Semarang (Antaranews Jateng) - Kementerian Komunikasi dan Informatika Republik Indonesia harus tegas terhadap provider terkait dengan satu juta nomor induk kependudukan (NIK) untuk jutaan nomor prabayar, kata pakar keamanan siber Pratama Persadha.
Ketika menjawab pertanyaan Antara di Semarang, Selasa, Pratama menegaskan bahwa provider (perusahaan penyedia berbagai layanan yang menyangkut internet) harus bertanggung jawab terhadap penyalahgunaan penggunaan NIK itu.
Belakangan ini, kata Pratama, masyarakat di Tanah Air dihebohkan kembali adanya penyalahgunaan NIK untuk registrasi kartu prabayar. Tak tanggung-tanggung, bahkan ada satu NIK untuk mendaftar 2,2 juta data nomor kartu prabayar.
Pratama yang pernah sebagai Pelaksana Tugas (Plt.) Direktur Pengamanan Sinyal Lembaga Sandi Negara (Lemsaneg) menegaskan bahwa provider adalah pintu pertama saat masyarakat mendaftarkan NIK dan KK-nya.
Sebelumnya, Dirjen Kependudukan dan Pencatatan Sipil Kementerian Dalam Negeri (Dukcapil) Zudan Arif Fakrulloh mengungkap banyak NIK dari berbagai provider untuk mendaftar ribuan, bahkan ratusan nomor prabayar.
Menurut Pratama, Dukcapil hanya menerima dan melihat data dari provider. Dalam hal ini, seharusnya di pintu pertama provider sudah membatasi hanya tiga nomor.

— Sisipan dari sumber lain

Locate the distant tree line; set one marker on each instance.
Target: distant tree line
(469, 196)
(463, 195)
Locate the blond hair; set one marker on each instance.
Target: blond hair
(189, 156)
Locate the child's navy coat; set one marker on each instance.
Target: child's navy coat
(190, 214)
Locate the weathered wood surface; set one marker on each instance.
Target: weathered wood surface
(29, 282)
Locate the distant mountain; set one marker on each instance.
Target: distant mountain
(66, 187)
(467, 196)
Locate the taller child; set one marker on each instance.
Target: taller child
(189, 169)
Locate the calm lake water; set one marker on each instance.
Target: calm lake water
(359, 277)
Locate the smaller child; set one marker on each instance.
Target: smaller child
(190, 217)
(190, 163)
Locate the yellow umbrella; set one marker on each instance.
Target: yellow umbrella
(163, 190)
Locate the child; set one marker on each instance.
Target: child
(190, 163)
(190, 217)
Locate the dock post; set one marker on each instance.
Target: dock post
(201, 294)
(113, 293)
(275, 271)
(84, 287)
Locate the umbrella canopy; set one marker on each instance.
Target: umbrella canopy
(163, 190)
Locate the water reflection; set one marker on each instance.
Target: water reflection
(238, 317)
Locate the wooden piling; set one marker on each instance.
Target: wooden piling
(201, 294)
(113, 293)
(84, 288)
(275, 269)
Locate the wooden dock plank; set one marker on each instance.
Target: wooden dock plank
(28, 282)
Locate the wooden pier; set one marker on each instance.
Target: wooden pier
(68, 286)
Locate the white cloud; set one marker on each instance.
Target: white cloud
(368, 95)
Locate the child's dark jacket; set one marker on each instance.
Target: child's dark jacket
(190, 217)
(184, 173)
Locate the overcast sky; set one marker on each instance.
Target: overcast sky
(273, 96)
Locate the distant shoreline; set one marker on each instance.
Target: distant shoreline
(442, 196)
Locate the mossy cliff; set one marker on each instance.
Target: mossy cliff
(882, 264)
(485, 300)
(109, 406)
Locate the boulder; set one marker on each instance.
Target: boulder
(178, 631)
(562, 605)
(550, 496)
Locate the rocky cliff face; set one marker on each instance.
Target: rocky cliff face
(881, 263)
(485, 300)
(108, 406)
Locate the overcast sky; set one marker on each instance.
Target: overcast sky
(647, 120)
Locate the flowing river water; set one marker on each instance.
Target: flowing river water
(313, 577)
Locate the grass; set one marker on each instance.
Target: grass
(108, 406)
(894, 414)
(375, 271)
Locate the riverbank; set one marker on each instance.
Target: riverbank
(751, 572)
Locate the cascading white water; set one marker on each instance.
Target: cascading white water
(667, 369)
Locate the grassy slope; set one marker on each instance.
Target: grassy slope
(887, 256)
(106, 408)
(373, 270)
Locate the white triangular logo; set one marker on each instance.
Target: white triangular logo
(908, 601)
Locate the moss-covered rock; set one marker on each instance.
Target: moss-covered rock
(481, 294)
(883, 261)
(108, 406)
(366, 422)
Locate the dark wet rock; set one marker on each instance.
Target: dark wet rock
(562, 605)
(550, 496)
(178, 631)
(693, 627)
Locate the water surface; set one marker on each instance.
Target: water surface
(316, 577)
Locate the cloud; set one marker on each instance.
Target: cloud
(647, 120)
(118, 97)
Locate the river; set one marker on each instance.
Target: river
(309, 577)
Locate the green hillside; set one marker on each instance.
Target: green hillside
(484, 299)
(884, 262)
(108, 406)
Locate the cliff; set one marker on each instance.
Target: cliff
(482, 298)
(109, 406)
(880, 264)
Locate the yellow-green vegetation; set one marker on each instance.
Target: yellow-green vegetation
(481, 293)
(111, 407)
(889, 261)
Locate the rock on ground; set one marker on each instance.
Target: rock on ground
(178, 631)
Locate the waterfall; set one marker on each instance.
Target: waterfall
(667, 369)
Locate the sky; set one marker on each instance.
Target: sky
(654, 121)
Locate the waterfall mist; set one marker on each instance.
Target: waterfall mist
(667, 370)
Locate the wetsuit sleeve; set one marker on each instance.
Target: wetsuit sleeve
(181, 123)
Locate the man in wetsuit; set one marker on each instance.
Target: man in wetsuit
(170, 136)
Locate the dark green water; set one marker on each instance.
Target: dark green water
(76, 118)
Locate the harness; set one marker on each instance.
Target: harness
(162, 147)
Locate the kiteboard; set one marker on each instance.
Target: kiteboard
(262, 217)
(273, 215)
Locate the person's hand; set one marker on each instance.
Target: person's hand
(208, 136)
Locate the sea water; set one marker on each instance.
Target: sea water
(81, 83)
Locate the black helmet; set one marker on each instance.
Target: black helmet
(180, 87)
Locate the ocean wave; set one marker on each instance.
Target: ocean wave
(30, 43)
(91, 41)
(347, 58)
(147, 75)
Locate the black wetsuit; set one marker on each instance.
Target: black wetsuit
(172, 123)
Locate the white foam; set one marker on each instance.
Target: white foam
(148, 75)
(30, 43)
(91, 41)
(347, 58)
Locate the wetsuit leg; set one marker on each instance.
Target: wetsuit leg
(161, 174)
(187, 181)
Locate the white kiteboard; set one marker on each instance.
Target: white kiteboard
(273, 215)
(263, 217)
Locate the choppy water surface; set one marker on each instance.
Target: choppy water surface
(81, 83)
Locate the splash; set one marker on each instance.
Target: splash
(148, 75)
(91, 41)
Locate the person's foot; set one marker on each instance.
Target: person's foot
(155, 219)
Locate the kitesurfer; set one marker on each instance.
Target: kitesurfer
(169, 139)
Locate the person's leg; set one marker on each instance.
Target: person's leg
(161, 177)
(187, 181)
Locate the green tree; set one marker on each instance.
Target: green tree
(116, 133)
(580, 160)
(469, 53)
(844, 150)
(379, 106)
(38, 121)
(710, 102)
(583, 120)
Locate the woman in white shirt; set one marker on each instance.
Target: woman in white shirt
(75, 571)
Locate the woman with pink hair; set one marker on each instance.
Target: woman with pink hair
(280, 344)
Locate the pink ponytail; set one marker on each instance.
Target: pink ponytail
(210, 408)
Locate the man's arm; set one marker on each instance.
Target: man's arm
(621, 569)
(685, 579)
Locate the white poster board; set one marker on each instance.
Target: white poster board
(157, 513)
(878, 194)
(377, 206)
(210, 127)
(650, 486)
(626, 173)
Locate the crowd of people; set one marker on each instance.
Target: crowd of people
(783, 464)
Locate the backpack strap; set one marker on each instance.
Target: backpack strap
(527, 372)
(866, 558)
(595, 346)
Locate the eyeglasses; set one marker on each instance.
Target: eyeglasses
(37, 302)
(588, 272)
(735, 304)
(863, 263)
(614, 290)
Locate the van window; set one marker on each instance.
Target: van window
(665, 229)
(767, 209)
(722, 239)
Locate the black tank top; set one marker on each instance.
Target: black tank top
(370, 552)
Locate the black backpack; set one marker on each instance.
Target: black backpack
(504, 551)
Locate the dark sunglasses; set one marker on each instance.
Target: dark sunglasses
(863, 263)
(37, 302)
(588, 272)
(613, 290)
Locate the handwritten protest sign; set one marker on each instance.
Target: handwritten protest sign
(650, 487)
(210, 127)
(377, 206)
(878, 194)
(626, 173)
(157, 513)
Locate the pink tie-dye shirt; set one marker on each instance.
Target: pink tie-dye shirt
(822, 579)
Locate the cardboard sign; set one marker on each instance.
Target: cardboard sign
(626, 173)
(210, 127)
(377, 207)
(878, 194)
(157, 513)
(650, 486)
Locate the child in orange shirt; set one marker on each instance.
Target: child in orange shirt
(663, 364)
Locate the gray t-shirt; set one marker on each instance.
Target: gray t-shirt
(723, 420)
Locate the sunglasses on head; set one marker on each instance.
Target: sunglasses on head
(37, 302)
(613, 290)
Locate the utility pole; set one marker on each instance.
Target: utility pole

"Bila satu NIK dan KK sampai jutaan nomor yang didaftarkan, tidak mungkin mereka tidak tahu," kata Ketua Lembaga Riset Keamanan Siber dan Komunikasi atau Communication and Information System Security Research Center (CISSReC) ini.
Semua Provider Melanggar
Oleh karena itu, pihaknya meminta Kemkominfo tegas terhadap para provider. Apalagi, dari data yang dibuka oleh Dukcapil semua provider melakukan pelanggaran tersebut.
"Seharusnya sudah ada perbaikan saat ada masyarakat yang melaporkan bahwa NIK dan KK-nya dipakai lebih dari 50 nomor prabayar," katanya.
Tidak menutup kemungkinan pendaftaran ratusan ribu nomor dengan satu NIK dan KK itu, kata Pratama, dilakukan dengan sengaja untuk bisa menjual nomor prabayar yang sudah telanjur turun kepada penjual ritel. Namun, ini tidak bisa menjadi pembenaran, bahkan ini juga melanggar UU ITE Pasal 30 dan Pasal 32.
Dalam sistem kependudukan di Dukcapil, lanjut dia, para provider diberikan akses terhadap NIK dan KK saja, tanpa mengetahui data lain berupa nama, alamat, dan lainnya.
Dengan aturan yang ada, seharusnya setiap NIK dan KK hanya bisa mendaftar maksimal tiga nomor untuk provider yang sama. Bila ingin lebih dari itu, langsung datang ke kantor cabang provider masing-masing.
"Ini baru satu masalah. Bisa jadi NIK dan KK orang yang sudah meninggal juga didaftarkan, bisa oleh siapa pun," katanya.
Kemkominfo dan Polri, kata Pratama, bisa memeriksa lebih lanjut siapa yang sebenarnya bertanggung jawab terhadap penyalahgunaan tersebut agar tidak terjadi lagi ke depannya.
Bila program registrasi kartu prabayar terus bermasalah, menurut dia, akan punya dua akibat berbahaya, yakni pertama, keamanan nasional terus terancam karena pihak tidak bertanggung jawab terus bisa memanfaatkan kartu prabayar untuk kejahatan, seperti penipuan dan pemerasan.
Kedua, lanjut Pratama, masyarakat akan menganggap program ini tidak serius, bahkan terkesan tipu-tipu.
"Jangan sampai muncul pendapat di tengah masyarakat program registrasi nomor prabayar ini sebagai program gagal dan tidak ada manfaatnya. Ujung-ujungnya akan menjadi bahan para penyebar hoaks," kata Pratama.
Masyarakat juga harus mendapatkan penjelasan bahwa kasus ini bukan data NIK dan KK yang bocor, melainkan penyalahgunaan wewenang. Akibatnya, satu NIK dan KK digunakan untuk registrasi jutaan nomor prabayar.